Mas se, por um lado, essas circunstâncias colocam esse setor do empresariado em rota de colisão com o sistema financeiro (vide as constantes reclamações de Alencar sobre os juros), por outro, ele não se mostra capaz de formular sequer uma proposta de ruptura com a hegemonia financista e os monopólios transnacionais. Após sofrer, durante anos, a sangria e a expropriação imposta pelos bancos e pelas multinacionais, o máximo que a burguesia burocrática fez em termos de enfrentamento com eles foi tentar assustá-los com a eleição de Luiz Inácio — que, no final das contas, é tão ou mais benéfico para eles do que para ela própria. O fator determinante desta incapacidade de ruptura é constituído pelos antigos vínculos (inclusive familiares) entre essa burguesia e o latifúndio — peça-chave do sistema de poder e principal fator de atraso da economia brasileira e pobreza da população.
O cenário estrutural da economia, porém, não indica que a burguesia burocrática tenha possibilidades de estender muito (em termos de tempo histórico) suas possibilidades de sobrevivência.

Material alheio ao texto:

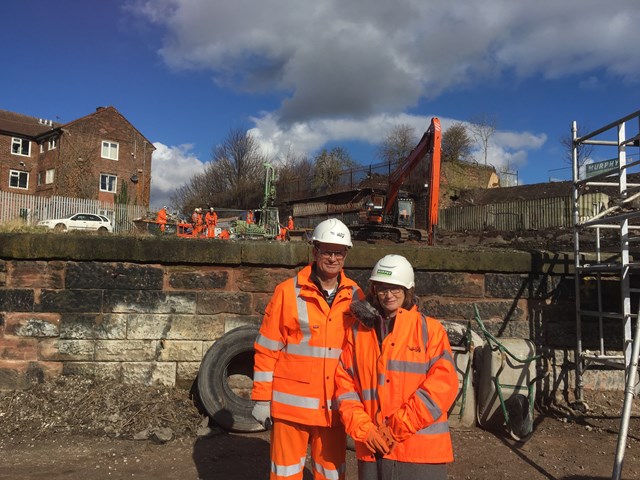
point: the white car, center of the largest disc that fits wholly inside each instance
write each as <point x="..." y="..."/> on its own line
<point x="79" y="221"/>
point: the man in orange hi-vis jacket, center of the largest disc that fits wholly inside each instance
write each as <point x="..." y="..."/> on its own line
<point x="211" y="220"/>
<point x="296" y="355"/>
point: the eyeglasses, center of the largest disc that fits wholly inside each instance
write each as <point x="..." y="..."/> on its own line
<point x="382" y="290"/>
<point x="339" y="254"/>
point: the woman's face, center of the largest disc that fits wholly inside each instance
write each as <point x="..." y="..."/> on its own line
<point x="391" y="297"/>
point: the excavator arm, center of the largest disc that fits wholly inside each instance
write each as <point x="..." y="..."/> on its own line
<point x="429" y="144"/>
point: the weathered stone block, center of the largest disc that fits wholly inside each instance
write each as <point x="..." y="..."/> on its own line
<point x="521" y="286"/>
<point x="72" y="301"/>
<point x="33" y="324"/>
<point x="62" y="350"/>
<point x="131" y="301"/>
<point x="100" y="370"/>
<point x="179" y="350"/>
<point x="149" y="373"/>
<point x="18" y="348"/>
<point x="35" y="274"/>
<point x="107" y="327"/>
<point x="192" y="279"/>
<point x="235" y="321"/>
<point x="21" y="375"/>
<point x="210" y="303"/>
<point x="261" y="279"/>
<point x="175" y="327"/>
<point x="16" y="300"/>
<point x="113" y="276"/>
<point x="125" y="350"/>
<point x="186" y="374"/>
<point x="277" y="253"/>
<point x="450" y="284"/>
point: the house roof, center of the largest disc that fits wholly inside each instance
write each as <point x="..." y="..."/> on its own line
<point x="12" y="123"/>
<point x="23" y="125"/>
<point x="102" y="110"/>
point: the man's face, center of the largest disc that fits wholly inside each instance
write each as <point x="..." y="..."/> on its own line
<point x="329" y="258"/>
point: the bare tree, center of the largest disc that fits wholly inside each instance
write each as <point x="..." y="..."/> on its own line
<point x="456" y="143"/>
<point x="482" y="128"/>
<point x="398" y="144"/>
<point x="233" y="179"/>
<point x="295" y="176"/>
<point x="329" y="166"/>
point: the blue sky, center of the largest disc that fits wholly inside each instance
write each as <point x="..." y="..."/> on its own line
<point x="305" y="75"/>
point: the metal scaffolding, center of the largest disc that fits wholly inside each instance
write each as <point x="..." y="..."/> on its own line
<point x="603" y="239"/>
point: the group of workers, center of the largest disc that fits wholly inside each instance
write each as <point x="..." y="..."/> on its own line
<point x="332" y="359"/>
<point x="204" y="225"/>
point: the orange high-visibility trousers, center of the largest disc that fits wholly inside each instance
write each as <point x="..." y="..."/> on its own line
<point x="289" y="443"/>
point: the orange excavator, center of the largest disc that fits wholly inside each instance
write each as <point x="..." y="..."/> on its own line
<point x="393" y="216"/>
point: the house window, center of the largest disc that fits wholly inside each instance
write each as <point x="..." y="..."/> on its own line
<point x="108" y="183"/>
<point x="109" y="150"/>
<point x="18" y="179"/>
<point x="21" y="146"/>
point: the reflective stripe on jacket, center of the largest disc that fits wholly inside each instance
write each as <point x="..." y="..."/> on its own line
<point x="410" y="385"/>
<point x="297" y="350"/>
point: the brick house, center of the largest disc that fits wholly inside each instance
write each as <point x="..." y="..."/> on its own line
<point x="100" y="156"/>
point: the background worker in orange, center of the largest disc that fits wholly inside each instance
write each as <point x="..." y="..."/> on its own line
<point x="396" y="381"/>
<point x="161" y="219"/>
<point x="211" y="220"/>
<point x="196" y="220"/>
<point x="296" y="354"/>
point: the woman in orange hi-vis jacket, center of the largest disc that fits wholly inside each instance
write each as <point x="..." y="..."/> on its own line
<point x="396" y="381"/>
<point x="296" y="355"/>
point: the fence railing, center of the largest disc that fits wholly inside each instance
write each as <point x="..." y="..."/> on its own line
<point x="532" y="214"/>
<point x="31" y="209"/>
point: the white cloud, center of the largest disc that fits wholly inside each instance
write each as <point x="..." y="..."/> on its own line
<point x="171" y="167"/>
<point x="357" y="59"/>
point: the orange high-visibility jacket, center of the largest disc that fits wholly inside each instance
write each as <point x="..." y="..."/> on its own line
<point x="410" y="385"/>
<point x="297" y="350"/>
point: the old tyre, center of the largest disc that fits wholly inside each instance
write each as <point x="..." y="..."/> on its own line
<point x="225" y="380"/>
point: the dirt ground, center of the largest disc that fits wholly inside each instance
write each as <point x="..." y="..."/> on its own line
<point x="73" y="428"/>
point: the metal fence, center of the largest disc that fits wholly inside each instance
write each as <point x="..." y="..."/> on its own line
<point x="30" y="209"/>
<point x="531" y="214"/>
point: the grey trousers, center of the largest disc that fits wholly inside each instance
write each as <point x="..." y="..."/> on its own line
<point x="384" y="469"/>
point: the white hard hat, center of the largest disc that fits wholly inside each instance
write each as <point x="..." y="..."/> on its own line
<point x="332" y="231"/>
<point x="393" y="269"/>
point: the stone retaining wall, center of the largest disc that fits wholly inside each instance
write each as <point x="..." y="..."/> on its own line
<point x="145" y="310"/>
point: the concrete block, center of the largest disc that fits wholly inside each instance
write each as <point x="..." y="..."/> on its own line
<point x="175" y="327"/>
<point x="101" y="370"/>
<point x="104" y="327"/>
<point x="18" y="348"/>
<point x="37" y="325"/>
<point x="131" y="301"/>
<point x="66" y="350"/>
<point x="179" y="350"/>
<point x="113" y="276"/>
<point x="125" y="350"/>
<point x="210" y="303"/>
<point x="149" y="373"/>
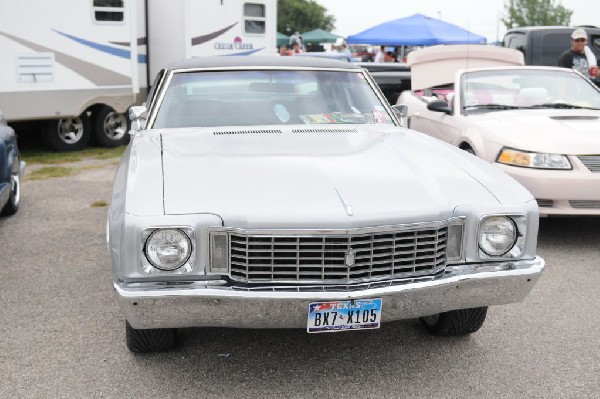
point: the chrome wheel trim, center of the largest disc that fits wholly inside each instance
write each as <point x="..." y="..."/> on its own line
<point x="115" y="125"/>
<point x="70" y="131"/>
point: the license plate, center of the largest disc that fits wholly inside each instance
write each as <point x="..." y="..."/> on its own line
<point x="344" y="315"/>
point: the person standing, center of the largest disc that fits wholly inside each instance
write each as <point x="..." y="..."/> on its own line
<point x="380" y="56"/>
<point x="575" y="57"/>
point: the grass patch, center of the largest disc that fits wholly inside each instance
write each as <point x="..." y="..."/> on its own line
<point x="49" y="172"/>
<point x="37" y="156"/>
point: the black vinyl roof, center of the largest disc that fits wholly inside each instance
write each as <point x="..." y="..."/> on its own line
<point x="260" y="61"/>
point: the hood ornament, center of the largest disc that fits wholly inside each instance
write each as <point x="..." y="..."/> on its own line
<point x="346" y="204"/>
<point x="350" y="258"/>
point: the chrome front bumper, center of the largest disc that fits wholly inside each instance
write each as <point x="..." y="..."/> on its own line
<point x="207" y="304"/>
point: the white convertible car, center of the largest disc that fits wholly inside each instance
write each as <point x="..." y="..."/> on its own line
<point x="541" y="125"/>
<point x="271" y="192"/>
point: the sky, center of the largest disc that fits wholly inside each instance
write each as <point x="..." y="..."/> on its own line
<point x="481" y="17"/>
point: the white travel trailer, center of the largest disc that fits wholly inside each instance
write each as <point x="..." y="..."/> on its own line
<point x="78" y="65"/>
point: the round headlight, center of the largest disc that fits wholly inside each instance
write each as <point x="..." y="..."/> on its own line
<point x="497" y="235"/>
<point x="168" y="249"/>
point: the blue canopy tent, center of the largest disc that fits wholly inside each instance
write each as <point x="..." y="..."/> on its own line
<point x="416" y="30"/>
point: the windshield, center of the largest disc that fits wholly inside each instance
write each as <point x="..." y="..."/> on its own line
<point x="250" y="98"/>
<point x="518" y="88"/>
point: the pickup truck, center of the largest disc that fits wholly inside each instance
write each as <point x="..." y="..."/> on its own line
<point x="542" y="45"/>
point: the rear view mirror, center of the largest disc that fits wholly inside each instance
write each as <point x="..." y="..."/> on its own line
<point x="401" y="112"/>
<point x="138" y="115"/>
<point x="439" y="106"/>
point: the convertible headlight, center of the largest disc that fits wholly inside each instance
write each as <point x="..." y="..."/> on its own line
<point x="509" y="156"/>
<point x="497" y="235"/>
<point x="168" y="249"/>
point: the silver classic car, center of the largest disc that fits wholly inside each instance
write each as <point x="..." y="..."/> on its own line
<point x="283" y="192"/>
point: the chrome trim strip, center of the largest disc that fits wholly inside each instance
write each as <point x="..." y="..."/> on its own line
<point x="352" y="231"/>
<point x="155" y="305"/>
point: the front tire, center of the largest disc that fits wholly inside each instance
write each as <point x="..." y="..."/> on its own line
<point x="455" y="322"/>
<point x="69" y="134"/>
<point x="150" y="340"/>
<point x="12" y="206"/>
<point x="110" y="127"/>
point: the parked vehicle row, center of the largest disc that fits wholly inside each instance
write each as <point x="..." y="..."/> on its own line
<point x="538" y="124"/>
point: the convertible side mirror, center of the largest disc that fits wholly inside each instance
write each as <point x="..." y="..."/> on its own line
<point x="401" y="112"/>
<point x="138" y="115"/>
<point x="439" y="106"/>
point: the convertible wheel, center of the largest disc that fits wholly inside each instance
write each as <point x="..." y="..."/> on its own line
<point x="12" y="206"/>
<point x="455" y="322"/>
<point x="69" y="134"/>
<point x="110" y="127"/>
<point x="150" y="340"/>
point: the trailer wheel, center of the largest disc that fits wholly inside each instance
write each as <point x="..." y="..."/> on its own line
<point x="12" y="206"/>
<point x="110" y="127"/>
<point x="69" y="134"/>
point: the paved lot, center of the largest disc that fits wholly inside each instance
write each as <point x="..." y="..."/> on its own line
<point x="62" y="335"/>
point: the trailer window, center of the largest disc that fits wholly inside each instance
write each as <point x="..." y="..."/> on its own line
<point x="108" y="10"/>
<point x="254" y="18"/>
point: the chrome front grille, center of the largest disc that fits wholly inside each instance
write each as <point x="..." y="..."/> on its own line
<point x="337" y="258"/>
<point x="545" y="203"/>
<point x="592" y="162"/>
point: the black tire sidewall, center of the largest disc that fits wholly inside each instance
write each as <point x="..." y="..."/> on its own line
<point x="11" y="207"/>
<point x="53" y="140"/>
<point x="98" y="124"/>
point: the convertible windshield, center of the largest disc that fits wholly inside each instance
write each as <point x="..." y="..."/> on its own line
<point x="269" y="97"/>
<point x="532" y="88"/>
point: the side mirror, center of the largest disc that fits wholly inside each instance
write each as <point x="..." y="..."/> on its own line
<point x="401" y="112"/>
<point x="439" y="106"/>
<point x="138" y="115"/>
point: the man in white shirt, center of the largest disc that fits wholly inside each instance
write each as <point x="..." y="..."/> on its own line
<point x="380" y="56"/>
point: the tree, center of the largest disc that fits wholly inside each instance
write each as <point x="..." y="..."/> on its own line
<point x="535" y="13"/>
<point x="302" y="16"/>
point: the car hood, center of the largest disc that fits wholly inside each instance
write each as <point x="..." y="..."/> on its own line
<point x="570" y="132"/>
<point x="335" y="177"/>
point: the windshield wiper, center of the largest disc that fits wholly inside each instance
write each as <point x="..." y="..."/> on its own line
<point x="492" y="106"/>
<point x="561" y="106"/>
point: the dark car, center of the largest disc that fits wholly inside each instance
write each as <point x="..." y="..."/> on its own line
<point x="542" y="45"/>
<point x="11" y="170"/>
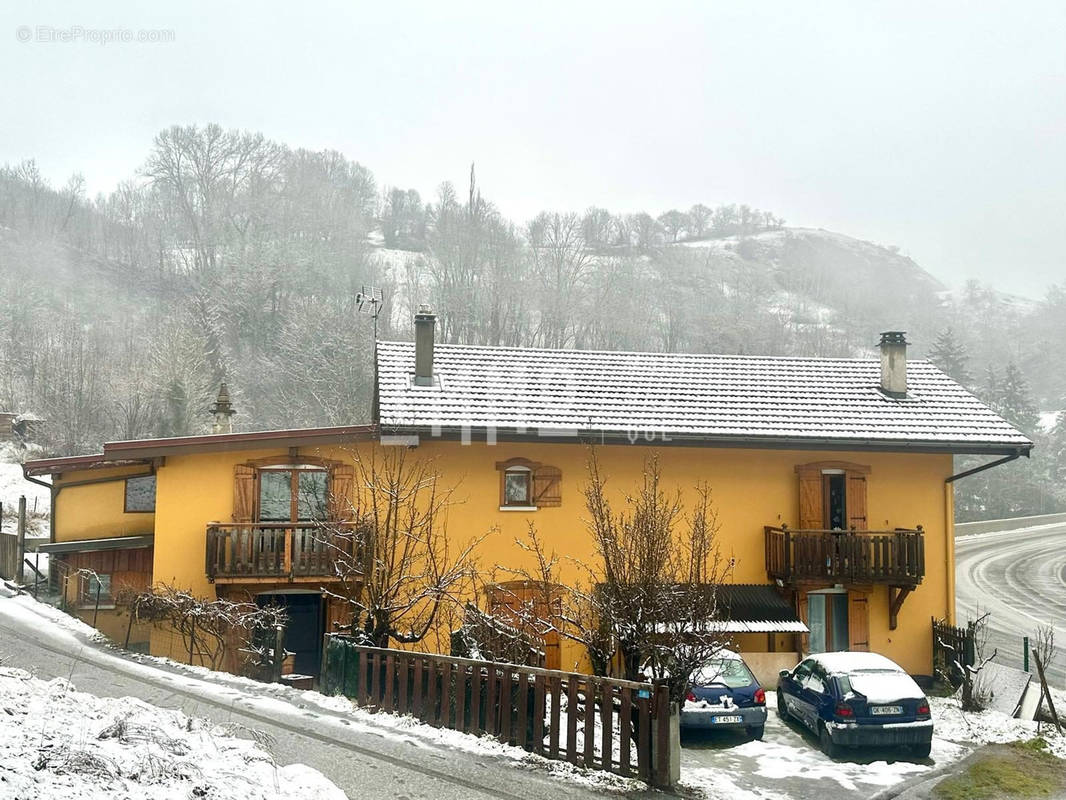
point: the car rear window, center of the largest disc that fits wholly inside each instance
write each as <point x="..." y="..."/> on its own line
<point x="730" y="672"/>
<point x="844" y="680"/>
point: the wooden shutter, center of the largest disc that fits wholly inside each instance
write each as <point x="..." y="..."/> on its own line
<point x="856" y="501"/>
<point x="244" y="493"/>
<point x="547" y="486"/>
<point x="810" y="500"/>
<point x="858" y="622"/>
<point x="341" y="482"/>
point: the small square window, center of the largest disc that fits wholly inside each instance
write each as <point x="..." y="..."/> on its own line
<point x="140" y="495"/>
<point x="516" y="488"/>
<point x="91" y="584"/>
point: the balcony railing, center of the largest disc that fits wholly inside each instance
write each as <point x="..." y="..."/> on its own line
<point x="892" y="557"/>
<point x="278" y="550"/>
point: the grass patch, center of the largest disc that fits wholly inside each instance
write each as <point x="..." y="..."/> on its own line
<point x="1021" y="769"/>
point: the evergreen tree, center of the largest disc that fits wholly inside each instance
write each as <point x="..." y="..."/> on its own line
<point x="1016" y="400"/>
<point x="949" y="354"/>
<point x="991" y="393"/>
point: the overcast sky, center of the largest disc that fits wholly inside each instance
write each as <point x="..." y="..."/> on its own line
<point x="936" y="127"/>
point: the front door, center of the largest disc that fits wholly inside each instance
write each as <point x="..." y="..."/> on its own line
<point x="304" y="630"/>
<point x="827" y="620"/>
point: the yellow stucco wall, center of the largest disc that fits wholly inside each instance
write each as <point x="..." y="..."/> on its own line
<point x="750" y="489"/>
<point x="95" y="510"/>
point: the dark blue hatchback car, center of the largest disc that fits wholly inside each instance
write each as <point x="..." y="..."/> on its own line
<point x="725" y="694"/>
<point x="855" y="700"/>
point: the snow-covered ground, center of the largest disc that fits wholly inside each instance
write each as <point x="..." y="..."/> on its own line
<point x="292" y="707"/>
<point x="58" y="742"/>
<point x="12" y="486"/>
<point x="786" y="764"/>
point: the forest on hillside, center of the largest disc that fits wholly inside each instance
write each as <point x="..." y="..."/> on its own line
<point x="229" y="256"/>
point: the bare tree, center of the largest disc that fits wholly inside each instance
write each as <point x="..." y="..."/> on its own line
<point x="398" y="571"/>
<point x="650" y="595"/>
<point x="212" y="629"/>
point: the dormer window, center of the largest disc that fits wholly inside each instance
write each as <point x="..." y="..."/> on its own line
<point x="528" y="485"/>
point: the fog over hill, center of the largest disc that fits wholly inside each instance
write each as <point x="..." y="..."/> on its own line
<point x="229" y="256"/>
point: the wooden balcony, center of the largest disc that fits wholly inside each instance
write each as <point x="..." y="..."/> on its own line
<point x="895" y="558"/>
<point x="277" y="552"/>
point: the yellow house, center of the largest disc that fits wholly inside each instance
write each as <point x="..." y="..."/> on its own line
<point x="832" y="480"/>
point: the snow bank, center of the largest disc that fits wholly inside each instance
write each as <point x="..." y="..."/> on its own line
<point x="58" y="742"/>
<point x="37" y="500"/>
<point x="322" y="715"/>
<point x="989" y="726"/>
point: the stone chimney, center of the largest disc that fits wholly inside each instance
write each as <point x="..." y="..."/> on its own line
<point x="893" y="363"/>
<point x="425" y="321"/>
<point x="223" y="411"/>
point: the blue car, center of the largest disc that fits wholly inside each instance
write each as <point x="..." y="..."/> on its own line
<point x="856" y="700"/>
<point x="725" y="694"/>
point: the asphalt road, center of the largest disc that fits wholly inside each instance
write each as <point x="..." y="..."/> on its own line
<point x="362" y="765"/>
<point x="1020" y="578"/>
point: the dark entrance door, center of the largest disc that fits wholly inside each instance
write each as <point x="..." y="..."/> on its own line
<point x="303" y="635"/>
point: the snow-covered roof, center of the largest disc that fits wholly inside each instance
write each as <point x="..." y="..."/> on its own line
<point x="715" y="399"/>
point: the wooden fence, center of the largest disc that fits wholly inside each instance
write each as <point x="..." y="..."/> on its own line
<point x="9" y="557"/>
<point x="549" y="713"/>
<point x="953" y="644"/>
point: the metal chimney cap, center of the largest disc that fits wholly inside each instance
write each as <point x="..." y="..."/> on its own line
<point x="222" y="403"/>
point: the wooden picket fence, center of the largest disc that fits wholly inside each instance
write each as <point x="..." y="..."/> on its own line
<point x="953" y="644"/>
<point x="540" y="710"/>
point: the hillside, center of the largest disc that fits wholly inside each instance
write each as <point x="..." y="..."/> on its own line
<point x="124" y="313"/>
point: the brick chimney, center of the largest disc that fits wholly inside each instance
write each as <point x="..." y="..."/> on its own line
<point x="893" y="363"/>
<point x="223" y="411"/>
<point x="425" y="321"/>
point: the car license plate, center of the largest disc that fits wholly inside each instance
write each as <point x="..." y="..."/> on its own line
<point x="886" y="710"/>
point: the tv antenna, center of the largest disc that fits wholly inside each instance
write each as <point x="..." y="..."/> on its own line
<point x="369" y="301"/>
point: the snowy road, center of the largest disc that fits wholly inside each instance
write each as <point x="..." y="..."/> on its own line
<point x="1020" y="577"/>
<point x="362" y="760"/>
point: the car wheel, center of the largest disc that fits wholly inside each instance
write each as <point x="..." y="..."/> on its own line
<point x="830" y="748"/>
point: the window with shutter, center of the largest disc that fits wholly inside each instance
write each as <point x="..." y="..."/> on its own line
<point x="547" y="489"/>
<point x="833" y="494"/>
<point x="858" y="622"/>
<point x="529" y="484"/>
<point x="244" y="493"/>
<point x="341" y="483"/>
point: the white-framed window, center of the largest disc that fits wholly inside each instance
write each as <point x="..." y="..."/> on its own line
<point x="140" y="495"/>
<point x="518" y="486"/>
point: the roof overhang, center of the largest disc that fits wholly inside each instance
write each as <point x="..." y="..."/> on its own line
<point x="413" y="434"/>
<point x="249" y="441"/>
<point x="95" y="545"/>
<point x="96" y="461"/>
<point x="142" y="451"/>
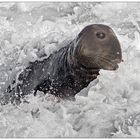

A opção que, cada vez mais, se coloca diante dela é: ou se compradoriza (e perde, com isto, a limitada autonomia que possui frente ao imperialismo), ou rompe com o bloco comprador-latifundiário-imperialista para se somar ao da burguesia nacional (média burguesia) e das classes populares (o que, pelas razões mencionadas, não ocorrerá, a não ser em termos de possíveis exceções individuais) ou desaparece. Não irá fazer muita falta.
A origem da expressão
A expressão "burguesia compradora" foi cunhada por Mao Tsetung durante a década de 1920. Mao identificou dois grandes segmentos na burguesia chinesa. O primeiro era a genuína burguesia nacional, formado, em sua maioria, por pequenos e médios industriais e comerciantes. Este setor era um aliado potencial dos trabalhadores, já que tinha real interesse no desenvolvimento autônomo da economia chinesa contra a ingerência imperialista.
O segundo era o que ele chamou de burguesia burocrática, constituída por grandes empresários vinculados ao sistema de poder latifundiário-imperialista. A burguesia burocrática divide-se em duas frações: a burocrática propriamente dita, cujo poder reside, antes de tudo, na relação privilegiada com as estruturas do Estado; e a compradora, que, sem abrir mão desse aspecto, tem na associação com o capital externo sua razão de ser, atuando como extensão dele.
Na China, esta última fração era constituída, principalmente, por comerciantes que adquiriam produtos europeus (preferencialmente ingleses) para revendê-los, controlando o mercado local em regime de monopólio. Daí a origem da expressão. O que caracteriza determinados setores das burguesias do terceiro mundo como compradores, porém, não é necessariamente a atuação como intermediários mercantis (que pode ocorrer ou não), mas, sobretudo, a integração subordinada à cadeia produtiva dos monopólios transnacionais (que pode assumir várias formas).